US Stamps

“Yes, Virginia, there is a Santa Claus.”

Nov 27, 2021, 12 PM
While the United States Postal Service has been unable to find a way to honor Francis Pharcellus Church’s classic newspaper editorial commonly called “Yes, Virginia, There is a Santa Claus,” Nicaragua’s postal service issued a set of nine stamps and this souvenir sheet in 1973.

U.S. Stamp Notes by John M. Hotchner

The U.S. Postal Service has said “no” to “Yes, Virginia, there is a Santa Claus.”

The 100th anniversary of this now-famous editorial came and went in 1997 without recognition by the USPS. Written by Francis Pharcellus Church in response to a letter to New York’s The Sun by 8-year-old Virginia O’Hanlon, it was first published in that newspaper on Sept. 21, 1897.

Virginia wrote: “Dear Editor: I am 8 years old. Some of my little friends say there is no Santa Claus. Papa says, ‘If you see it in The Sun it’s so.’ Please tell me the truth, is there a Santa Claus?”

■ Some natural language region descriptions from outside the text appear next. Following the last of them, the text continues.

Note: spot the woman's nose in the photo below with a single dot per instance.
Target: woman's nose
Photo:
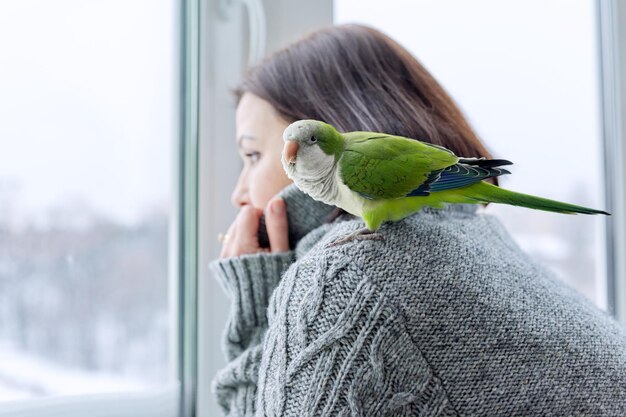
(239, 197)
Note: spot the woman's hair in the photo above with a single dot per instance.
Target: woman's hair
(357, 78)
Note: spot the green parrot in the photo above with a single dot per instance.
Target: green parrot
(380, 177)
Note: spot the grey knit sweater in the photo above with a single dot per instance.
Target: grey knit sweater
(445, 316)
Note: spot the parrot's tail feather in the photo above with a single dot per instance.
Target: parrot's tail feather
(485, 163)
(483, 192)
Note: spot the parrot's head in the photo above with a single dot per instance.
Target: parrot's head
(311, 150)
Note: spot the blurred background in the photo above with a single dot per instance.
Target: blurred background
(115, 119)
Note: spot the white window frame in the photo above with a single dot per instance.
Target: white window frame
(176, 398)
(612, 38)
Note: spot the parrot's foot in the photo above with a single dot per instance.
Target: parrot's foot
(360, 234)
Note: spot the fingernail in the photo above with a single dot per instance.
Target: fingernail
(278, 207)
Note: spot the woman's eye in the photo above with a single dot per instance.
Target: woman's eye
(253, 156)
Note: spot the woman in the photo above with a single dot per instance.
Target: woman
(445, 316)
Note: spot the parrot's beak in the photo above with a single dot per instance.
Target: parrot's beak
(290, 151)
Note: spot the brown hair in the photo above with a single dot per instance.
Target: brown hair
(357, 78)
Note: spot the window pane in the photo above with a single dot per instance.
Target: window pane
(525, 74)
(88, 105)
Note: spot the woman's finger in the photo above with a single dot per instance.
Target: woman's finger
(248, 226)
(277, 225)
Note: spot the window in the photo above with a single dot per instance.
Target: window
(88, 144)
(526, 76)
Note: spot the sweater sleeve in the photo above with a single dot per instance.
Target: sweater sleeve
(336, 346)
(248, 280)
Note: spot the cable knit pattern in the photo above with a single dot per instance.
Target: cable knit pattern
(445, 316)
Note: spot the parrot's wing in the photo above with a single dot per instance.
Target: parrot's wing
(380, 166)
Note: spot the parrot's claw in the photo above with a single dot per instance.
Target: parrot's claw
(360, 234)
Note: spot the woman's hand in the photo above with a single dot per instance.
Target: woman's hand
(243, 233)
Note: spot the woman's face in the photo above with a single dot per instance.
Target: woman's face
(260, 143)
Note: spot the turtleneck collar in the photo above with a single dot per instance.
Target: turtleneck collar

Church’s reply to the innocent question is as authentic a piece of Americana as there is, and it’s a shame that we have been unable to find a way to honor it on postage.

In fact, I think it is a national embarrassment that another country, Nicaragua, did so in 1973 with a set of nine stamps and a souvenir sheet (Scott 912-917, C846-C848a), while it has been ignored here. Figure 3 shows the souvenir sheet.

I will not quote the entire response, but the last two paragraphs are worth a read by adults as we think about the magic of Christmas:

“You tear apart the baby’s rattle and see what make the noise inside, but there is a veil covering the unseen world which not the strongest man, nor even the united strength of all the strongest men that ever lived, could tear apart. Only faith, fancy, poetry, love, romance, can push aside that curtain and view and picture the supernal beauty and glory beyond. Is it all real? Ah, Virginia, in all this world there is nothing else real and abiding.

“No Santa Claus! Thank God! He lives, and he lives forever. A thousand years from now, Virginia, nay, ten times ten thousand years from now, he will continue to make glad the heart of childhood.”

Church died April 11, 1906. The next day, The Sun, which never bylined its editorials, revealed that he was the author of that editorial.

Virginia O’Hanlon Douglas died at 81 in 1971 after a career as an educator of disabled children. In 1957, she told The New York Times: “The verities of the editorial are as true as they ever were. And my prayer is that all the world will believe in them … .”

During my service on the Citizens’ Stamp Advisory Committee (1998-2010), it approved the subject for a future year, but it seems that the Postal Service staff was unable to come up with a way to portray it. I hope as we look to the 125th anniversary in 2022, another effort will be made.